Yeah. Buttercup Close was nothing like that. Whoever named it was trolling big time.
I didn’t know anything about Darndale—I’m a Southsider. The roads are called things like Marigold Place, Primrose Grove, Tulip Court. You’d swear the place was full of hippies riding mares bareback not youngfellas with sticks riding pieballs and scramblers.
I was cursed from the moment we moved in there. Right next door to a bunch of mad yokes who punched the head off me on day one for being ‘a little faggot’. I am not gay, as I have already clarified, I just like the finer things in life, like sanity, a stable household and a day without non-stop roaring the head off.
The curse kicked in when next door’s Jane Murphy decided that Ma was too nice and too good looking for Buttercup Close—the irony—‘You’re not gonna go a day without knowing what a little sap you are.’
Sap is a powerful word from the southside that made it to the northside, apparently, and it means that nobody respects you. And if they do, they won’t for long. The only way you get respect is to not be ‘a little faggot’ and fight—with whoever looks at you funny, for no reason. You make sure everyone respects you, that’s the way. If you have a big ugly head on you, and a mouth to match, respect is afforded, and you need to only look like you might. I was, unfortunately, cursed with good looks. Gentile types like us, we were dirt in Darndale.
The irony of those road names still makes me laugh, even barred into this bedsit in the Liberties, with only a PS5 and Pornhub to keep me occupied. Just me and Jimmy now. And the stories I read to him at night. Maybe the neighbours upstairs too, because it always goes dead quiet. We’ve been flipping between three books. The Talented Mr. Ripley, The Count of Monte Cristo and Heart of Darkness. Jimmy only comes out for Joseph Conrad. He likes Kafka, too, but he despises Sartre and Jung. He used to admire them, but now sees their brand of self-analysis as nothing more than pontificating in expository soliloquies—over-intellectualizing transitory human experiences—for status and profit. Jimmy thinks modern thinkers should explore curses because they’re real.

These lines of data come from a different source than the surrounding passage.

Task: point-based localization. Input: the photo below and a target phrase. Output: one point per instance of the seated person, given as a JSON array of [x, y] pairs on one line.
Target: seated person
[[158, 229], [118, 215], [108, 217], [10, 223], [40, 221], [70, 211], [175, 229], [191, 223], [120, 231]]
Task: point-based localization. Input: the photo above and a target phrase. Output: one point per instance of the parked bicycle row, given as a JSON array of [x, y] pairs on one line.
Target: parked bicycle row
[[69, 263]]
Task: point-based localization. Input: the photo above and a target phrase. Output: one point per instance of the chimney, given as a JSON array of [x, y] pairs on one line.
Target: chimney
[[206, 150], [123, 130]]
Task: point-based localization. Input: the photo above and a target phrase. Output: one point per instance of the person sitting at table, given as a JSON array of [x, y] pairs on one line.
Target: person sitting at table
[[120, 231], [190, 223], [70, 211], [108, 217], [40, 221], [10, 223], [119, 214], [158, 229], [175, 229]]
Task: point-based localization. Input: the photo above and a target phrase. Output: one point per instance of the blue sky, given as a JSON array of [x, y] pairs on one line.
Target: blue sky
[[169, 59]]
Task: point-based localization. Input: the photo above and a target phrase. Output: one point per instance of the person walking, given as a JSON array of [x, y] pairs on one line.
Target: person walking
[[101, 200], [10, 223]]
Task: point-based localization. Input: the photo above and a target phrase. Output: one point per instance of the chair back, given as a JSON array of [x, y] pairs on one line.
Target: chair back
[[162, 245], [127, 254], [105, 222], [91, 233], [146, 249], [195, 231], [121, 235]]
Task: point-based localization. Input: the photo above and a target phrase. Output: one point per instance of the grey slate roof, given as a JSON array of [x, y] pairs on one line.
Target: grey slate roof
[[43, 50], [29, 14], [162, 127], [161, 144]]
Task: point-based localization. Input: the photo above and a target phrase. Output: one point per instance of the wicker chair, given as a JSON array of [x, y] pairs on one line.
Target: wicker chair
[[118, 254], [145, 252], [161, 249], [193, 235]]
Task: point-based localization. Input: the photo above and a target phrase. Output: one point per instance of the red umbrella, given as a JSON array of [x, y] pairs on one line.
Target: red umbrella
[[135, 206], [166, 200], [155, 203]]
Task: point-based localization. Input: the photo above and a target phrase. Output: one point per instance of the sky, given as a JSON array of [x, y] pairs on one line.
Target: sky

I know that because the minute Jane Murphy hexed Ma, my parents started referring to me as ‘the waste of space.’ When we lived in the hotel, B&B I mean, Ma always asked me how I was. She rubbed my chest and back and talked things through with me. Da did sometimes too when he wasn’t at work. We’d been evicted because the landlord needed the house for his family, who were moving over from Pakistan. We were given three months to find a place and couldn’t find anywhere Da could afford. Luckily we were only in the B&B a few weeks because Da knows a local Fine Gael TD. But even before that, I had parents who tried to figure out what I was going through and got me to talk.
But When Jane Murphy cursed Ma into being a mad bitch like her and cursed Da into staying in the pub to get away from her, I knew curses were real.